Inclusion & accessibility in assessment design

No matter who is sitting an assessment – whether they are learners in a school or candidates for a professional assessment – it is crucial that inclusion and accessibility have been considered in the assessment development process. As assessment developers, we must ensure that the assessment is testing candidates’ ability in the assessment topic and not whether they can access the assessment, or other potentially extraneous factors such as reading ability or cultural knowledge.

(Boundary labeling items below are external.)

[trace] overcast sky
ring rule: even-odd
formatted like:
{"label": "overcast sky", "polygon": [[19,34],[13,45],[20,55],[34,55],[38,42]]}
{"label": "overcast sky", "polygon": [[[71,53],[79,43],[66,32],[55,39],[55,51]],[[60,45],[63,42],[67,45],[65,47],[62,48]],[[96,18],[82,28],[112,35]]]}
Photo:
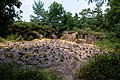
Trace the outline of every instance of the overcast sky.
{"label": "overcast sky", "polygon": [[[24,21],[30,21],[30,15],[34,14],[32,5],[34,4],[34,0],[20,0],[22,2],[21,10],[23,13],[21,14],[23,16],[22,20]],[[35,0],[39,1],[39,0]],[[82,9],[91,8],[93,9],[95,7],[95,3],[88,5],[88,0],[41,0],[44,3],[44,8],[48,10],[48,7],[54,2],[58,2],[62,4],[64,9],[67,12],[71,12],[73,15],[74,13],[79,13],[82,11]],[[105,10],[106,4],[103,5],[102,9]]]}

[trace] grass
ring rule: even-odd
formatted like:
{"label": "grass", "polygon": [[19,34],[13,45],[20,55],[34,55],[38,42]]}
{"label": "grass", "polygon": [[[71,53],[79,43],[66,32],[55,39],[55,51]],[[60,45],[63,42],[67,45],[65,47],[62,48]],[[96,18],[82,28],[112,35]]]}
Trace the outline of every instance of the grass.
{"label": "grass", "polygon": [[120,80],[120,52],[95,55],[78,70],[77,80]]}
{"label": "grass", "polygon": [[0,80],[63,80],[51,70],[25,70],[16,63],[0,65]]}

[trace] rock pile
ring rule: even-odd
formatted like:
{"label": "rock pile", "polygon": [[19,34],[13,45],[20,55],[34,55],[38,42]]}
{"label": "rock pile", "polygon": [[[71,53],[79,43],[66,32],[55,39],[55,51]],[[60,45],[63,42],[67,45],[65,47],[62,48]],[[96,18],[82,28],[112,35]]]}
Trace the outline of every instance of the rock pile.
{"label": "rock pile", "polygon": [[12,60],[23,66],[52,68],[66,78],[74,80],[82,61],[100,51],[94,46],[80,45],[62,40],[26,41],[7,44],[10,54],[1,51],[0,59]]}

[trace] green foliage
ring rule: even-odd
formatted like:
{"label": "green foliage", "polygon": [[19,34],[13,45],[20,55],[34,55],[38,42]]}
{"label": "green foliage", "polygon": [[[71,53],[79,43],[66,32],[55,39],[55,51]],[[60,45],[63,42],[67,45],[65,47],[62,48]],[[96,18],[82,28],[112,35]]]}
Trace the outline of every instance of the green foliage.
{"label": "green foliage", "polygon": [[[32,22],[15,22],[9,29],[9,33],[22,36],[24,40],[32,40],[37,38],[39,26]],[[20,38],[20,37],[19,37]]]}
{"label": "green foliage", "polygon": [[44,9],[44,3],[41,1],[34,2],[33,10],[36,16],[31,15],[31,21],[39,25],[49,25],[48,21],[48,11]]}
{"label": "green foliage", "polygon": [[52,27],[62,26],[64,12],[65,10],[62,7],[62,4],[53,2],[49,7],[50,26]]}
{"label": "green foliage", "polygon": [[15,9],[20,8],[21,4],[19,0],[0,1],[0,36],[6,35],[9,24],[11,24],[15,18],[20,18],[19,14],[21,11],[16,11]]}
{"label": "green foliage", "polygon": [[51,70],[22,69],[16,63],[2,63],[0,65],[0,80],[63,80]]}
{"label": "green foliage", "polygon": [[120,52],[95,55],[79,69],[79,80],[119,80]]}
{"label": "green foliage", "polygon": [[0,37],[0,42],[4,43],[4,42],[6,42],[6,40],[4,38]]}

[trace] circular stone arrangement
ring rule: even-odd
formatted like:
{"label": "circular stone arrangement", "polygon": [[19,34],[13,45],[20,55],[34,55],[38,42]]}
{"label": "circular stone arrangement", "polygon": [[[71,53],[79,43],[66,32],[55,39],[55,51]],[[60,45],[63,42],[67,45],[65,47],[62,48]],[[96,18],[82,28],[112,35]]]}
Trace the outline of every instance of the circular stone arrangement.
{"label": "circular stone arrangement", "polygon": [[100,53],[94,46],[63,40],[39,40],[6,43],[9,51],[0,51],[0,59],[21,65],[51,68],[66,78],[74,80],[76,70],[92,54]]}

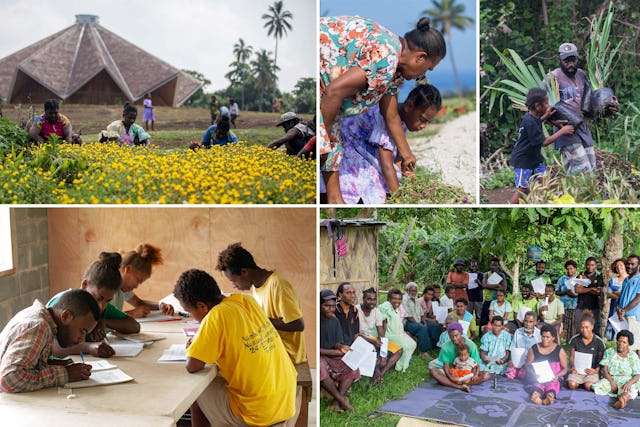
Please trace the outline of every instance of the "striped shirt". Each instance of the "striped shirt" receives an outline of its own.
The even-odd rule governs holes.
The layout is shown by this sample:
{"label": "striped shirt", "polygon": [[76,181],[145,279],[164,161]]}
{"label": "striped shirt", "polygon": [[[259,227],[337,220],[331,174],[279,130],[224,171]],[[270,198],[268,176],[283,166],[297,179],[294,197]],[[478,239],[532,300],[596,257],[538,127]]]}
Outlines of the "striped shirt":
{"label": "striped shirt", "polygon": [[47,363],[57,331],[53,317],[38,300],[9,321],[0,333],[0,391],[34,391],[67,382],[63,366]]}

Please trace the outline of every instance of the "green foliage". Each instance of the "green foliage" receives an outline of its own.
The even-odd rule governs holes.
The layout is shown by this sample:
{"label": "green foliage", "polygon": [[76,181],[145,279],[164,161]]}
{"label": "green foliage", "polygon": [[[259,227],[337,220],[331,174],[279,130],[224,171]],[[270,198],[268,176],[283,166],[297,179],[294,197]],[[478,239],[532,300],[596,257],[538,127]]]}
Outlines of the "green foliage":
{"label": "green foliage", "polygon": [[31,145],[29,134],[21,129],[18,124],[9,119],[0,117],[0,155],[10,153],[12,150],[22,150]]}
{"label": "green foliage", "polygon": [[495,174],[483,176],[480,185],[487,190],[513,186],[513,169],[503,168]]}

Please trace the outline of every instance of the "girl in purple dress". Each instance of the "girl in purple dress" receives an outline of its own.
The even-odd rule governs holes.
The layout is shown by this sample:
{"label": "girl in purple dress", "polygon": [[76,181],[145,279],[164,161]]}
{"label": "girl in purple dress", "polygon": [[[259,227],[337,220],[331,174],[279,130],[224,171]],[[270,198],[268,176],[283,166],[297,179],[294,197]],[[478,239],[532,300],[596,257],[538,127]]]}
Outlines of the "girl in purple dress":
{"label": "girl in purple dress", "polygon": [[[442,104],[440,92],[430,84],[414,88],[398,104],[403,130],[425,128]],[[401,178],[397,147],[378,106],[342,119],[344,157],[340,163],[340,190],[345,203],[382,204],[398,189]]]}

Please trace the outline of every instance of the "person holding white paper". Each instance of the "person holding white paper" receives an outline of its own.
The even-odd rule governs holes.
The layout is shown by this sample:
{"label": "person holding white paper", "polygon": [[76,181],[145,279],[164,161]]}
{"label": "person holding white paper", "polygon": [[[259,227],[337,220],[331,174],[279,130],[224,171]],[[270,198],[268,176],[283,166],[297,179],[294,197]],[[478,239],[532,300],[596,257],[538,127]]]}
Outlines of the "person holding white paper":
{"label": "person holding white paper", "polygon": [[375,384],[382,384],[385,374],[396,366],[402,356],[402,347],[394,342],[388,342],[387,354],[383,355],[382,339],[384,336],[384,317],[378,307],[378,293],[369,288],[362,291],[362,304],[356,306],[360,317],[359,335],[369,341],[376,348],[378,363],[371,378]]}
{"label": "person holding white paper", "polygon": [[[622,284],[624,280],[629,277],[627,273],[627,260],[626,258],[618,258],[611,263],[611,273],[613,277],[609,279],[609,286],[607,287],[607,298],[611,300],[609,304],[609,316],[611,318],[616,313],[618,307],[618,300],[620,298],[620,291],[622,290]],[[605,336],[608,341],[613,341],[617,331],[614,331],[611,322],[607,323],[607,329]]]}
{"label": "person holding white paper", "polygon": [[[533,363],[547,362],[553,372],[551,381],[540,382],[532,368]],[[551,405],[560,392],[560,378],[567,374],[567,353],[556,342],[553,326],[542,325],[540,343],[535,344],[527,353],[527,376],[525,390],[536,405]]]}
{"label": "person holding white paper", "polygon": [[469,312],[476,318],[476,324],[480,324],[480,316],[482,315],[482,279],[484,274],[478,271],[478,261],[469,261],[469,287],[467,295],[469,295]]}
{"label": "person holding white paper", "polygon": [[545,298],[538,302],[538,313],[540,321],[556,328],[558,338],[562,335],[562,321],[564,319],[564,305],[560,299],[555,297],[553,285],[545,288]]}
{"label": "person holding white paper", "polygon": [[576,282],[575,292],[578,295],[578,303],[575,313],[575,324],[580,325],[582,313],[585,310],[591,311],[593,319],[595,319],[594,333],[598,336],[602,335],[600,325],[602,324],[600,316],[600,294],[604,287],[602,275],[596,270],[597,263],[594,257],[589,257],[585,261],[585,271],[580,275],[580,279],[585,279],[589,283],[583,284]]}
{"label": "person holding white paper", "polygon": [[501,316],[491,319],[491,332],[482,336],[480,340],[480,359],[483,371],[502,375],[509,361],[509,347],[511,335],[504,330],[504,320]]}
{"label": "person holding white paper", "polygon": [[[511,296],[511,310],[512,316],[510,321],[516,324],[519,328],[522,326],[522,319],[518,318],[518,314],[523,310],[533,311],[538,314],[538,299],[533,295],[533,288],[529,283],[524,283],[520,286],[520,293],[514,293]],[[526,313],[525,311],[525,313]]]}
{"label": "person holding white paper", "polygon": [[570,259],[564,263],[566,275],[558,279],[556,284],[556,295],[560,297],[560,301],[564,305],[564,331],[565,338],[568,340],[575,334],[574,330],[574,314],[578,306],[578,295],[574,292],[574,282],[578,278],[578,264]]}
{"label": "person holding white paper", "polygon": [[518,378],[522,380],[526,373],[523,368],[525,360],[522,360],[522,363],[518,363],[519,361],[514,360],[516,354],[524,353],[522,356],[526,359],[529,349],[540,342],[540,330],[536,328],[536,314],[533,311],[527,312],[522,323],[524,326],[516,329],[511,339],[511,347],[509,347],[512,360],[507,365],[504,376],[510,379]]}
{"label": "person holding white paper", "polygon": [[597,395],[617,397],[614,408],[622,409],[629,400],[638,397],[640,386],[640,357],[631,351],[633,334],[622,330],[616,335],[616,348],[607,349],[600,361],[604,378],[593,385]]}
{"label": "person holding white paper", "polygon": [[[495,278],[500,278],[500,281],[496,281]],[[507,278],[502,271],[500,271],[500,260],[498,258],[492,258],[489,261],[489,271],[487,271],[482,278],[482,296],[484,302],[482,304],[482,314],[480,316],[480,327],[483,327],[489,323],[489,306],[491,301],[496,299],[498,289],[507,290]]]}
{"label": "person holding white paper", "polygon": [[[640,259],[637,255],[629,255],[627,257],[627,273],[629,277],[624,281],[622,291],[620,292],[620,300],[616,314],[622,320],[624,317],[629,322],[629,331],[635,336],[640,337],[640,274],[638,274],[638,262]],[[640,340],[631,343],[631,350],[640,353]]]}
{"label": "person holding white paper", "polygon": [[[569,340],[571,373],[567,378],[567,386],[571,390],[584,385],[585,390],[591,391],[591,386],[600,380],[600,361],[604,356],[605,345],[602,338],[593,333],[594,325],[593,314],[589,310],[584,310],[580,320],[580,333]],[[582,367],[577,363],[578,358],[589,359],[588,366],[584,367],[584,370],[578,369]]]}

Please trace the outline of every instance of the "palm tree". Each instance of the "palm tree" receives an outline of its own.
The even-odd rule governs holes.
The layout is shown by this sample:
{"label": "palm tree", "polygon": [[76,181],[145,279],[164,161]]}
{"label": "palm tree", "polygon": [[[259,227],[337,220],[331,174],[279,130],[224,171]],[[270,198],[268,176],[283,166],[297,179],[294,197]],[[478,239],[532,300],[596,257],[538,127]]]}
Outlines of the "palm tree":
{"label": "palm tree", "polygon": [[269,6],[269,12],[271,14],[265,13],[262,15],[262,19],[267,21],[264,24],[264,28],[269,29],[267,35],[270,36],[273,34],[273,37],[276,39],[276,50],[273,63],[277,64],[278,39],[281,39],[282,36],[286,35],[288,30],[291,30],[291,23],[288,20],[293,19],[293,14],[288,10],[283,10],[282,0],[277,0],[272,6]]}
{"label": "palm tree", "polygon": [[275,91],[279,70],[275,61],[271,59],[270,52],[260,49],[256,52],[256,57],[251,61],[251,72],[255,79],[255,88],[260,91],[260,111],[264,107],[264,94],[267,91]]}
{"label": "palm tree", "polygon": [[440,27],[442,33],[447,37],[449,45],[449,58],[451,58],[451,66],[453,67],[453,76],[456,79],[458,87],[458,96],[462,96],[462,83],[456,68],[456,62],[453,58],[453,45],[451,44],[451,30],[457,29],[464,31],[466,27],[473,28],[473,18],[462,15],[465,6],[455,4],[456,0],[433,0],[434,8],[427,9],[422,13],[430,15],[434,27]]}
{"label": "palm tree", "polygon": [[239,38],[238,42],[233,45],[233,55],[235,56],[236,60],[229,64],[229,67],[231,67],[231,71],[225,74],[225,77],[229,79],[229,81],[231,81],[231,84],[241,85],[241,109],[244,108],[244,81],[249,75],[249,66],[247,65],[247,60],[251,57],[252,53],[253,47],[245,44],[242,37]]}
{"label": "palm tree", "polygon": [[253,47],[246,45],[242,38],[238,39],[238,42],[233,45],[233,55],[236,57],[238,63],[244,64],[253,53]]}

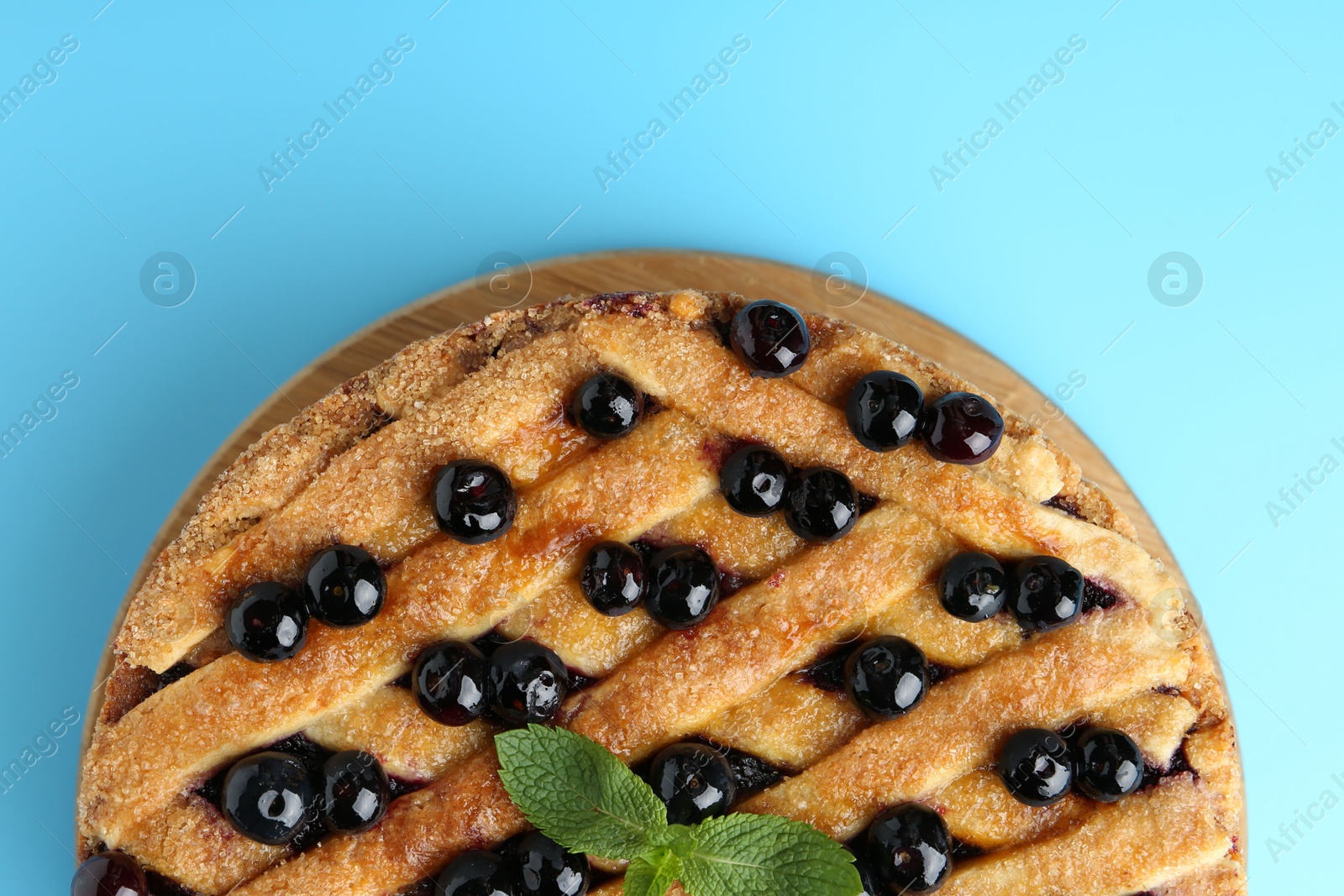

Equality, diversity and inclusion within a validity-driven assessment design approach

Validity is about ensuring that an assessment properly and fully measures the knowledge and skills it is supposed to and nothing else. Equality, diversity and inclusion (EDI) presents particular challenges to validity because:

At a fundamental level, failures to avoid discrimination against any protected characteristics is illegal and a major validity threat. While avoiding this type of discrimination is now relatively routine, we need to ensure the necessary checks of content are made as part of the editing process. Many clients that we work with are concerned about the fairness of their assessments for the highly diverse candidature that take them. Statistical measures can identify potential unfairness, but this approach is only possible after the tests are taken – good design from the outset can minimise the incidence of unfairness at the time the tests are written.
Context is important in setting questions/tasks that are sufficiently challenging and discriminating (particularly around the pass threshold, in the case of minimum competence assessments). Learners may come from diverse cultural backgrounds, creating a risk that candidates may struggle to fully understand the context of questions which may prevent them from showing their capability. These issues need to be balanced carefully with the requirement included in many competency frameworks that candidates must be able to apply their knowledge to unfamiliar circumstances.
Similar challenges apply to language. Where tests are not supposed to be assessing the ability to speak or read English (i.e. that capability isn’t part of the test specification), care must be taken so that tests aren’t effectively proxy English tests or that slower readers suffer disadvantage due to time limits.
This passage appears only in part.